= Gorilla Tapes =

British scratch video artist group

Gorilla Tapes was the collective name of British Scratch Video artists Jon Dovey (b 1955), Gavin Hodge (b 1954) and Tim Morrison (b. 1955). 'Scratch' is the art of 'sampling' and repeating found images and sounds, thereby making a new work. With simple video editing equipment and images recorded from television, during the mid-1980s Gorilla Tapes made sharp satirical and political videos collaged from old film footage and the TV news imagery of the mid-Thatcher years. Gorilla Tapes have exhibited internationally in solo and group exhibitions. Highlights include participation in Tate Britain's A Century of Artists Films (2003).

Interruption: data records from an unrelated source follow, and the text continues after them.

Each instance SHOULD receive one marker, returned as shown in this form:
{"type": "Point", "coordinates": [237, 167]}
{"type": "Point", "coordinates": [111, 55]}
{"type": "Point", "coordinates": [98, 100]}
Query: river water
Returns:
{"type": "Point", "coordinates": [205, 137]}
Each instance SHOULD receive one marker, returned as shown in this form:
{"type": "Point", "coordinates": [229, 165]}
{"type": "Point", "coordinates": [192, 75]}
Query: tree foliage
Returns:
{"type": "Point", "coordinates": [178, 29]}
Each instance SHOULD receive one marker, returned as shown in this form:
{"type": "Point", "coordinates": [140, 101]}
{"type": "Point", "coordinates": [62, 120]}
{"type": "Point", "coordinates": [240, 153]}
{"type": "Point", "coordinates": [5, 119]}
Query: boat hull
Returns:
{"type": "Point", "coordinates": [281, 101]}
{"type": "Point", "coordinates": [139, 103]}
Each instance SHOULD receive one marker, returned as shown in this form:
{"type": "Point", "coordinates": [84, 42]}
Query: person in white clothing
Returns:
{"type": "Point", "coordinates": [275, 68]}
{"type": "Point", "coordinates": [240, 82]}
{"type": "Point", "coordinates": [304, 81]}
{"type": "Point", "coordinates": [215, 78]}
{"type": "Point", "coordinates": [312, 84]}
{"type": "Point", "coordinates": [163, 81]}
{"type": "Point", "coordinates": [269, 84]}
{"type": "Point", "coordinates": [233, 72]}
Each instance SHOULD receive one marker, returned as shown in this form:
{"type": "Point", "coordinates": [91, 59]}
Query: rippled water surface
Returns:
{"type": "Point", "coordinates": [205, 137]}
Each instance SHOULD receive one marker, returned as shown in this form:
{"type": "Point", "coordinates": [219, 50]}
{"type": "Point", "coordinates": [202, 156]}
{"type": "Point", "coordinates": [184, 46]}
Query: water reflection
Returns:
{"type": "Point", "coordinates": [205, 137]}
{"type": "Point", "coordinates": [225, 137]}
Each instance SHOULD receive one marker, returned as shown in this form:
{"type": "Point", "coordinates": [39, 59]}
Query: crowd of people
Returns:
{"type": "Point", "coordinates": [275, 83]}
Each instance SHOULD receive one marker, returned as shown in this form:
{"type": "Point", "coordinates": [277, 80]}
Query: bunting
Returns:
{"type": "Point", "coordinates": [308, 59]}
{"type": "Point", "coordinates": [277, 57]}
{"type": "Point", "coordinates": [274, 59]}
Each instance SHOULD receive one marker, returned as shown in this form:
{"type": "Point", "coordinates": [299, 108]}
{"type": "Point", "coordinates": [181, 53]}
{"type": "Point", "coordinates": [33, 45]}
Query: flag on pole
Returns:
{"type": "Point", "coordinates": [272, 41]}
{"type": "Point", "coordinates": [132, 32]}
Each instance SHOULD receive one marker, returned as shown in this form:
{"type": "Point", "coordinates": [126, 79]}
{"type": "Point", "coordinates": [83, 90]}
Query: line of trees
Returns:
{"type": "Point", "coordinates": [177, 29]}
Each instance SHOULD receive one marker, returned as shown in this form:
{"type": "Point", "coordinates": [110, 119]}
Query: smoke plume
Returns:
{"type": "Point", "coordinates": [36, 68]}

Gorilla Tapes was founded in 1984 by Gavin Hodge, Tim Morrison, Jon Dovey and Jean McClements, to develop innovative approaches to the artistic use of Video in entertainment, documentary and dramatics forms. Works include corporate and educational videos, magazine strands, drama, arts, documentary and entertainment programmes for the BBC, ITV, Sony, Channel Four, The British Film Institute and the former Greater London Council. Gorilla Tapes is also involved in lecturing and running workshops in editing technique, copyright, video production and writing.

==Works==
1984 Death Valley Days

1985 Lo Pay, No Way!

1987 The Media Show

1987 Invisible Television
1989 Bilderwerk I

1990 Bilderwerk II

1991 Zygosis “John Heartfield and the Political Image”

- Grand Prix Best Short Film, 33rd Bilbao International Film Festival, 1991.
- Silver Hugo Award, Chicago International Film Festival, 1991.
- Best TV Documentary Prize, Cadiz International Video Festival, 1991,
- Red Riband, American Film Institute Festival, 1992.